Film accompaniment has intrigued NEXUS ever since NEXUS created the chilling score for the Academy -award winning film “The Man Who Skied Down Everest”. They have created the film score for the NFB’s “Inside Time” about the bank robbing “Stopwatch Gang”, and for their 25th anniversary they undertook an unusual film project with Atom Egoyan that you can read about here. They have created great silent film accompaniments for the Mack Sennett classic “Teddy at the Throttle” (with dog star Keystone Teddy), and for the much more serious “A Page of Madness“ by Japanese film-maker Teinosuke Kinugasa, a ground-breaking film that had been lost for 50 years, thought to have been destroyed in a studio fire.

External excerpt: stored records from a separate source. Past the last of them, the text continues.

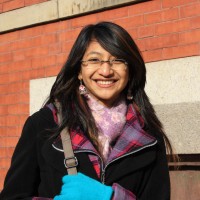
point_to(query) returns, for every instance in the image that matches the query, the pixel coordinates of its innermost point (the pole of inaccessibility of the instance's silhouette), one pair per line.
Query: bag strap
(70, 160)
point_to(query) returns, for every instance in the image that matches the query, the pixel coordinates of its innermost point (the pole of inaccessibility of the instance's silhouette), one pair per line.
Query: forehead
(94, 48)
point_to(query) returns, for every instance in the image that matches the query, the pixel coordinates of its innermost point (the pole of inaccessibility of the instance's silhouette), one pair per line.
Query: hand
(81, 187)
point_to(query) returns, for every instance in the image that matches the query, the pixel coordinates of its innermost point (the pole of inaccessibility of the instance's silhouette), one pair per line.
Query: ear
(80, 76)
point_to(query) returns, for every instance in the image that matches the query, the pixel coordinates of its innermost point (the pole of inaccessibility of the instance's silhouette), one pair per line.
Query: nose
(106, 69)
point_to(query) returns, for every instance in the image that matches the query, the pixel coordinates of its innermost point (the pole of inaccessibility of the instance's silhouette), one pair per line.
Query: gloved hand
(82, 187)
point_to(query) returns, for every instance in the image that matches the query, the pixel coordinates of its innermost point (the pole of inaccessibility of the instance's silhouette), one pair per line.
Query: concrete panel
(185, 185)
(174, 81)
(29, 15)
(52, 10)
(182, 125)
(70, 8)
(39, 91)
(173, 87)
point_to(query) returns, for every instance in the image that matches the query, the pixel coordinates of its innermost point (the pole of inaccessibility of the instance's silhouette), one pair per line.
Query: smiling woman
(117, 139)
(104, 76)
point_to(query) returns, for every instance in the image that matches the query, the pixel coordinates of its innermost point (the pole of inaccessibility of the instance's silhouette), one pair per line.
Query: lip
(105, 83)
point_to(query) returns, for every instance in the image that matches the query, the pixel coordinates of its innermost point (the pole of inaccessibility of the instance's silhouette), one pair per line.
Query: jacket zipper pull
(103, 177)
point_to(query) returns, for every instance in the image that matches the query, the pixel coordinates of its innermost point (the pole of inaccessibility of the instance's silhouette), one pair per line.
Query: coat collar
(132, 138)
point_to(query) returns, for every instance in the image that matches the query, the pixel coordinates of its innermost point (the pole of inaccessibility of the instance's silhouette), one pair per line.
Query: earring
(129, 95)
(82, 88)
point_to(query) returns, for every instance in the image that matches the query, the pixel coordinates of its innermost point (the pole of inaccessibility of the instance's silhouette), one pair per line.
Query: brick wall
(8, 5)
(163, 29)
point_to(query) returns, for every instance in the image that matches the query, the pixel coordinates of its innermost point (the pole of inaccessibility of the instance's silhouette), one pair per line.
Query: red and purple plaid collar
(132, 138)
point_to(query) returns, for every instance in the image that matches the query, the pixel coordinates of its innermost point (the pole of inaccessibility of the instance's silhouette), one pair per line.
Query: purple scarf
(109, 121)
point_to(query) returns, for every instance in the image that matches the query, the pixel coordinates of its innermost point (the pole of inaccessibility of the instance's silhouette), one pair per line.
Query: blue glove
(81, 187)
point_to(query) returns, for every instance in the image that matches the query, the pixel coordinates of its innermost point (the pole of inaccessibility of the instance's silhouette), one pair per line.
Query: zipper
(103, 169)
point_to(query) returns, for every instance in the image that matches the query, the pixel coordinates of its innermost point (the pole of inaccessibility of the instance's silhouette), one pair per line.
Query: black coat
(37, 168)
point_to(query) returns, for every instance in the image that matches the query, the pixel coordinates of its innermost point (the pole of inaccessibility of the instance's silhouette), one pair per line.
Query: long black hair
(118, 43)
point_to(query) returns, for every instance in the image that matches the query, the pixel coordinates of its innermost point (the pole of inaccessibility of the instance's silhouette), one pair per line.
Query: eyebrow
(93, 52)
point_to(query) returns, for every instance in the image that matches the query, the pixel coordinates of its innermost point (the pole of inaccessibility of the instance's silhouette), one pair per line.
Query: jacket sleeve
(156, 184)
(23, 178)
(121, 193)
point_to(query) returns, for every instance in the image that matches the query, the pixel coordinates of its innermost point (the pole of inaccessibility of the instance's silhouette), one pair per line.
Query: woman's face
(104, 82)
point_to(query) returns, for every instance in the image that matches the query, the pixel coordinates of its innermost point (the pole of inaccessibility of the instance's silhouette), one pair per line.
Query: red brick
(114, 14)
(146, 31)
(24, 97)
(191, 10)
(181, 51)
(13, 131)
(48, 39)
(140, 44)
(9, 78)
(151, 56)
(3, 110)
(68, 35)
(172, 27)
(131, 22)
(7, 37)
(36, 52)
(195, 22)
(52, 71)
(170, 14)
(44, 61)
(5, 163)
(190, 37)
(145, 7)
(153, 18)
(6, 57)
(3, 153)
(161, 42)
(9, 141)
(19, 55)
(32, 2)
(18, 109)
(164, 15)
(26, 43)
(66, 46)
(22, 65)
(174, 3)
(3, 130)
(9, 99)
(33, 74)
(4, 48)
(56, 27)
(11, 5)
(61, 58)
(31, 32)
(55, 48)
(133, 32)
(84, 20)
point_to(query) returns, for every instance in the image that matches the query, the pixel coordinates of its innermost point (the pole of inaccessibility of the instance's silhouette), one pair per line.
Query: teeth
(105, 82)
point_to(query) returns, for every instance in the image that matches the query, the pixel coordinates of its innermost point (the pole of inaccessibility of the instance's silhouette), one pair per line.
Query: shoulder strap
(70, 160)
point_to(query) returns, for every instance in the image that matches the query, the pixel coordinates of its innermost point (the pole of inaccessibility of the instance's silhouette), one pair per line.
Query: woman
(116, 136)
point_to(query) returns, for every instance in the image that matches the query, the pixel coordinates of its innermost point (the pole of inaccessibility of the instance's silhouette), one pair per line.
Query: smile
(105, 82)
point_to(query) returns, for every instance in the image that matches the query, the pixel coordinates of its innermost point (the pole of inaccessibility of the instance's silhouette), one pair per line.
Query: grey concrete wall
(53, 10)
(174, 89)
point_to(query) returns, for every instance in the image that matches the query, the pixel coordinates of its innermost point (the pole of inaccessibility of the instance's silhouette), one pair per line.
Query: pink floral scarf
(109, 121)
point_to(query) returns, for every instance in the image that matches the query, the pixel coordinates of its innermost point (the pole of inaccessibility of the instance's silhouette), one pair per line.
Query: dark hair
(119, 43)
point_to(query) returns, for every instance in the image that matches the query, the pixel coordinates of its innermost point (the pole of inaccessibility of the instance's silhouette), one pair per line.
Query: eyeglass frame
(105, 61)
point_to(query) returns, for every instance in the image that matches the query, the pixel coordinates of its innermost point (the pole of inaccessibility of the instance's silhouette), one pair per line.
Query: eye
(119, 61)
(93, 61)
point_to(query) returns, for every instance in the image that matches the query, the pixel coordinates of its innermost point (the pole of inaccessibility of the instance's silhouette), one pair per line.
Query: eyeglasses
(96, 63)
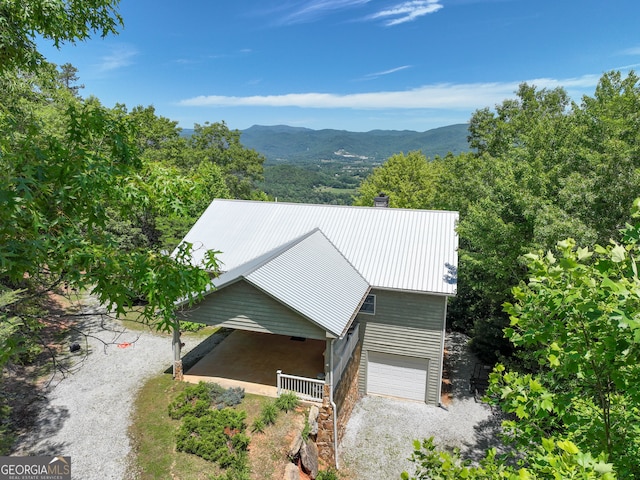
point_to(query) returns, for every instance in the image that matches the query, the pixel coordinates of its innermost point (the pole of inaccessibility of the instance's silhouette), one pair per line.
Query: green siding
(242, 306)
(405, 324)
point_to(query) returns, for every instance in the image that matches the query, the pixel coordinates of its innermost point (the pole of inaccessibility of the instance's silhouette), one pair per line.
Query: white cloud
(313, 9)
(631, 51)
(387, 72)
(436, 96)
(119, 57)
(407, 11)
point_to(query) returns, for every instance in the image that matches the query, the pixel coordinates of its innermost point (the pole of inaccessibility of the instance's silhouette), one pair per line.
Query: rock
(291, 472)
(313, 428)
(313, 413)
(294, 446)
(309, 458)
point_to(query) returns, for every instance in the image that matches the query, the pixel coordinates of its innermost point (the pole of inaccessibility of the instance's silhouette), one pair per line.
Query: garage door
(397, 375)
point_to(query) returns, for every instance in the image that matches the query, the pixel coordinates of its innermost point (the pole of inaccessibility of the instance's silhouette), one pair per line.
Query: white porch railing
(343, 349)
(306, 388)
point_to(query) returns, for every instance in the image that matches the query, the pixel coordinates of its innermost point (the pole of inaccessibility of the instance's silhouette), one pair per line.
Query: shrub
(306, 430)
(217, 436)
(269, 413)
(330, 474)
(191, 326)
(193, 400)
(230, 397)
(287, 401)
(258, 426)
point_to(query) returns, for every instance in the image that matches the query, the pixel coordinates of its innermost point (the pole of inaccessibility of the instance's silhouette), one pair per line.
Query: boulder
(309, 458)
(291, 472)
(313, 414)
(294, 446)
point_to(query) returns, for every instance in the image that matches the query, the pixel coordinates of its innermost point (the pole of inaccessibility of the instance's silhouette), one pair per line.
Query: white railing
(306, 388)
(343, 349)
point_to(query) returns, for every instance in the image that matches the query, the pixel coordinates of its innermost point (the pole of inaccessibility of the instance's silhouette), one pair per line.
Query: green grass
(154, 442)
(324, 188)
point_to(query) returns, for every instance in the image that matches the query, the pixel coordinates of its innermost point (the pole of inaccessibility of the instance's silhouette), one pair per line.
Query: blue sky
(355, 65)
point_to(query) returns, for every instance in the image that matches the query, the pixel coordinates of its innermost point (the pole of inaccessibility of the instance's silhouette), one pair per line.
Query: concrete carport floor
(250, 360)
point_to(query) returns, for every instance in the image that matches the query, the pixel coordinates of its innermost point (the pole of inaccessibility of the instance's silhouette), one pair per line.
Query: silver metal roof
(412, 250)
(311, 277)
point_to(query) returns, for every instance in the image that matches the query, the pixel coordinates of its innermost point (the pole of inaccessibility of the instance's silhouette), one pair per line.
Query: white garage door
(397, 375)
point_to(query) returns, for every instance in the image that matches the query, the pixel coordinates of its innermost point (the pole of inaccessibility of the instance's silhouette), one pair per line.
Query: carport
(251, 359)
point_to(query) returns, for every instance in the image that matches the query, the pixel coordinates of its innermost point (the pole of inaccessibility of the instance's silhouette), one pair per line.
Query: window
(369, 305)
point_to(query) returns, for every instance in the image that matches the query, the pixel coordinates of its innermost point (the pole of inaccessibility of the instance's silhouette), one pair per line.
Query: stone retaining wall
(345, 398)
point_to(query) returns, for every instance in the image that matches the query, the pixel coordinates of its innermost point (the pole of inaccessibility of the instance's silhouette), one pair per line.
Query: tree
(409, 180)
(217, 144)
(577, 323)
(22, 21)
(68, 165)
(577, 319)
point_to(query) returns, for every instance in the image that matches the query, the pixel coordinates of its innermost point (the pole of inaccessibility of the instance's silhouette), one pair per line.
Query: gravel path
(87, 413)
(380, 434)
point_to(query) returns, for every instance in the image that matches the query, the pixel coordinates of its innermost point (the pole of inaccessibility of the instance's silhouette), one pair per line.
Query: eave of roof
(311, 277)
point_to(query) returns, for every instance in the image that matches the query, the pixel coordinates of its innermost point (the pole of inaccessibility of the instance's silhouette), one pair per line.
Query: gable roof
(311, 277)
(410, 250)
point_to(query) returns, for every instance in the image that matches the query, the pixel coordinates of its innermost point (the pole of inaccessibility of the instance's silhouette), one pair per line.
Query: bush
(193, 401)
(230, 397)
(287, 401)
(330, 474)
(258, 426)
(191, 326)
(217, 436)
(269, 413)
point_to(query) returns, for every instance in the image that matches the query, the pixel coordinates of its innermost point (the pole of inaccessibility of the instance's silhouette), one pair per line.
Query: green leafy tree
(215, 143)
(60, 21)
(68, 77)
(578, 320)
(560, 459)
(409, 180)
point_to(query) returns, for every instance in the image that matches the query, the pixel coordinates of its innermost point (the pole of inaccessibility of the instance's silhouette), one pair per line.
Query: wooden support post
(177, 353)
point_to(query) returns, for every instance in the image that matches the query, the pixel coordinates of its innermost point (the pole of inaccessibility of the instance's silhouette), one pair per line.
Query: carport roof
(392, 248)
(308, 275)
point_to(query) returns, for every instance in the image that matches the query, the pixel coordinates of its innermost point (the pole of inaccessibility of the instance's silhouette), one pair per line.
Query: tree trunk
(177, 353)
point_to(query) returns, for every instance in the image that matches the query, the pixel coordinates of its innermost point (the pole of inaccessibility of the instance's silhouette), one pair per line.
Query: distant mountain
(284, 144)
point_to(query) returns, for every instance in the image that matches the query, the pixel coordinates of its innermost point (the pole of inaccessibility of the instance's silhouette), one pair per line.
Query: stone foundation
(345, 398)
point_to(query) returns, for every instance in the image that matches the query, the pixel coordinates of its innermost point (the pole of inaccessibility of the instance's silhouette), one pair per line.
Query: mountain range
(297, 145)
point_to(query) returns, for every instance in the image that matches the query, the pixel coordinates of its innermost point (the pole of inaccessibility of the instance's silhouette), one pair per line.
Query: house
(367, 287)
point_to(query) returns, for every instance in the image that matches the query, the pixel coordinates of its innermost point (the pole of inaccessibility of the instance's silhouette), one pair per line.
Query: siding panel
(405, 324)
(243, 307)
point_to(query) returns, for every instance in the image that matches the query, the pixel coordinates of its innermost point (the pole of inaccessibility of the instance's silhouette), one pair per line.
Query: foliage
(545, 168)
(552, 459)
(69, 166)
(197, 399)
(269, 413)
(191, 326)
(258, 425)
(23, 21)
(330, 474)
(193, 400)
(287, 401)
(577, 319)
(216, 435)
(409, 181)
(305, 147)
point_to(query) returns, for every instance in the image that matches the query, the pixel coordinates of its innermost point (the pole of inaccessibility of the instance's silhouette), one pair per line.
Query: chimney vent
(381, 200)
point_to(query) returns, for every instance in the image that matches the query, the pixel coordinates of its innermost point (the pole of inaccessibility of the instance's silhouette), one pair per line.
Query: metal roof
(411, 250)
(311, 277)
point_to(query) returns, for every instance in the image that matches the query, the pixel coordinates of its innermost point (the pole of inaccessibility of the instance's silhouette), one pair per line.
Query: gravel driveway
(380, 434)
(87, 413)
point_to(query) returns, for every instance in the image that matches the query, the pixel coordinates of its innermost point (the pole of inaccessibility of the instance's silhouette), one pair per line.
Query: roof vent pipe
(381, 200)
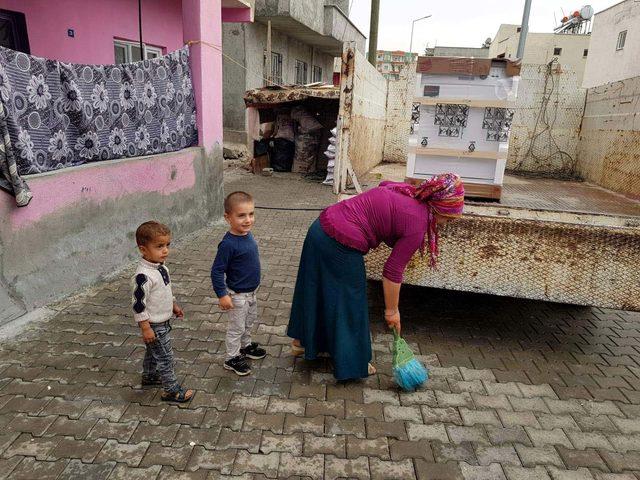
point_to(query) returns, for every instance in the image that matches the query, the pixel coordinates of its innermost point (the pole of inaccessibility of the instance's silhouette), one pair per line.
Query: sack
(282, 153)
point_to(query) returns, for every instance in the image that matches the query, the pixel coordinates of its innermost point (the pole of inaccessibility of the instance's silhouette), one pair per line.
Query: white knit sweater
(152, 295)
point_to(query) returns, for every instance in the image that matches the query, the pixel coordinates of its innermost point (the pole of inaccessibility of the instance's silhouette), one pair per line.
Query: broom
(408, 372)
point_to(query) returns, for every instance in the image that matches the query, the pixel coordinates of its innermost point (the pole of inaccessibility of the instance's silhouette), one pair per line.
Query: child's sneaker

Considered a masterpiece of Japanese film, the plot concerns a retired sailor who hires on as a janitor at an insane asylum to free his wife, who has been imprisoned there after attempting to kill herself and her baby. Acted by an avant-garde theater troupe, the hour-long drama employs distorted, stylized images, flashbacks, and quick cuts, showing the world as it is seen by the insane.
NEXUS’ Bill Cahn created the live musical score and NEXUS first presented the work at the George Eastman House International Museum of Film in 2001 utilizing the long-lost rediscovered copy. NEXUS has since acquired its own copy for use in it’s presentations of this extraordinary work. Kinugasa originally intended a percussion accompaniment for “A Page of Madness”; Bill’s score enhances the mystery and rhythm of the film’s bizarre images, and has been praised as a perfect parallel to the film’s unique vision.
Mariann Lewinsky, a Swiss film historian and an expert of A Page of Madness makes some interesting comments about silent film accompaniments: “All silent films should be screened with music. Good music can give a unique experience. Modest music, if unobtrusive, can help a lot to carry the audience along and provide the necessary minimum of animation. Bad music destroys a film. I have seen ‘A Page of Madness’ with all of these three options, the worst being a free jazz improvisation by people who have no idea about silent film, nor about what is going on in this particular film, or why, and simply took it as a pretext to go wild. ‘It’s a wild looking film, so let’s do a wild free-for-all music spree!’ ”
Apparently an electronic accompaniment at a Silent Film Festival in 2001 caused a mass walk-out by the purists in the audience! NEXUS certainly has never suffered that fate! NEXUS gave the European premiere of “A Page of Madness” with Bill’s music at Germany’s Schleswig-Holstein Music Festival in 2005. In a review headlined “Ecstatic Sound Experience,” the Hamburg Morning News praised “an impressive stock of sounds and noises…the music developed an undertow nobody could escape,” and summed up: “Never before has the tranquil balcony at Metropolis Cinema trembled with such relish.”
Online, Midnight Eye has a wealth of intriguing information about “A Page of Madness” including a lengthy review with Mariann Lewinsky talking about her book on “A Page of Madness” (1997) and the historical context of the film. Aaron Gerow has also written a comprehensive account of the film in a book published by the Center for Japanese Studies at the University of Michigan, in 2011.
Kinugasa was the first director in Japan to treat cinema as a distinct art form. As Midnight Eye says: “A synopsis of the plot can’t begin to explain the power of the film, nor the audacity of its vision.A stunning invocation of the world as viewed by the mentally ill,… A Page of Madness bowls you over with a barrage of startling images utilising every technique known to filmmakers of the time. Even now, Kinugasa’s film seems as fresh as a daisy and when seen on the big screen, as eye-popping an experience as anything you’re likely to see released nowadays.”